Habrá un momento, cuando salgamos del bar, en que me dé cuenta de que su coche ya no es un 131 Mirafiori, y qué pinta en este siglo un 131 en general. Pensaré, y no será cómodo, en que yo había imaginado nuestra cita con tanto detalle, y tan seguro estaba de mis aciertos, que ni siquiera me paré a pensar por qué razón iba a estar ella apoyada en un 131. Pero estoy seguro de que estará apoyada en él cuando yo salga de la estación, y de pronto comprenderé que eso ya no es una suposición, sino una certeza.
Me detendré en la calle y dudaré de si estoy soñando o no, daré un paso detrás de otro muy despacio, como si el suelo fuese a desaparecer, tal y como deseo en mis sueños para despertarme: que el suelo desaparezca y yo caiga al vacío que me devuelva a la vida. Pero no lo hace: el suelo no desaparece. Le preguntaré si no me estaba esperando apoyada en un 131 Mirafiori y me dirá que ni idea del modelo del coche, pero que el suyo desde luego no era un Mirafiori, ya no era un Mirafiori («¿me vacilas?», preguntará con una sonrisa). Y descubriré poco a poco, a cámara lenta, que lo que había imaginado que pasaría al bajarme del tren no era una recreación, sino algo real.
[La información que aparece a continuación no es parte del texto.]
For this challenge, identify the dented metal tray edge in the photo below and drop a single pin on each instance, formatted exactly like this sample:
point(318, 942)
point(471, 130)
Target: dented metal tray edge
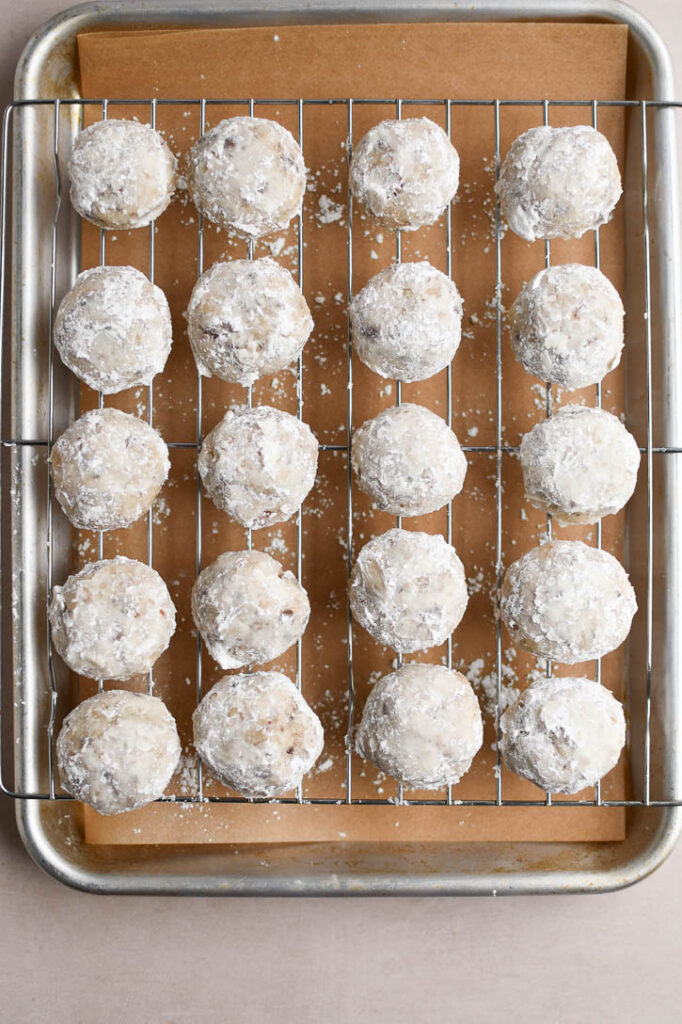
point(360, 869)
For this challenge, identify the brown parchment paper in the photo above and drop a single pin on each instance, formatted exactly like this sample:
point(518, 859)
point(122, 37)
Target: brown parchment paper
point(419, 60)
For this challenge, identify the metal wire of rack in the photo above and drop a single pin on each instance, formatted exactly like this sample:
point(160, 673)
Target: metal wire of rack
point(499, 450)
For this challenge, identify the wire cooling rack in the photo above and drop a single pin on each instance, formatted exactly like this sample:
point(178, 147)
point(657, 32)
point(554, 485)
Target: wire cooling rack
point(499, 450)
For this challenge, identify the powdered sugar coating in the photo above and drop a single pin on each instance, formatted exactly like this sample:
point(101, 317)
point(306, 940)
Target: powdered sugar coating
point(408, 460)
point(407, 322)
point(257, 734)
point(558, 182)
point(580, 465)
point(118, 751)
point(422, 725)
point(408, 590)
point(563, 734)
point(567, 602)
point(247, 174)
point(566, 326)
point(247, 320)
point(113, 620)
point(405, 172)
point(248, 609)
point(258, 465)
point(122, 174)
point(108, 468)
point(113, 329)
Por tanto, no lo estaba imaginando, sino viviendo. Podía sospechar lo que iba a pasar con Valentina Barreiro, al fin y al cabo mi pareja durante veintidós años y fácilmente predecible, tanto que yo ya no era su exnovio sino su algoritmo, pero nunca, de ningún modo, detalles tan absurdos como que la encontraría apoyada en un coche concreto, ni el modelo de ese coche.
Descubriré entonces que el paso previo al terror siempre es creer que no existe, el siguiente es asumir lo y aún hay otro más, el definitivo: encontrarle la ternura. Y solo entonces sabré por qué me extrañaba que no me hubiese preguntado por el accidente, y qué accidente era el que podía preocuparme sino el mío.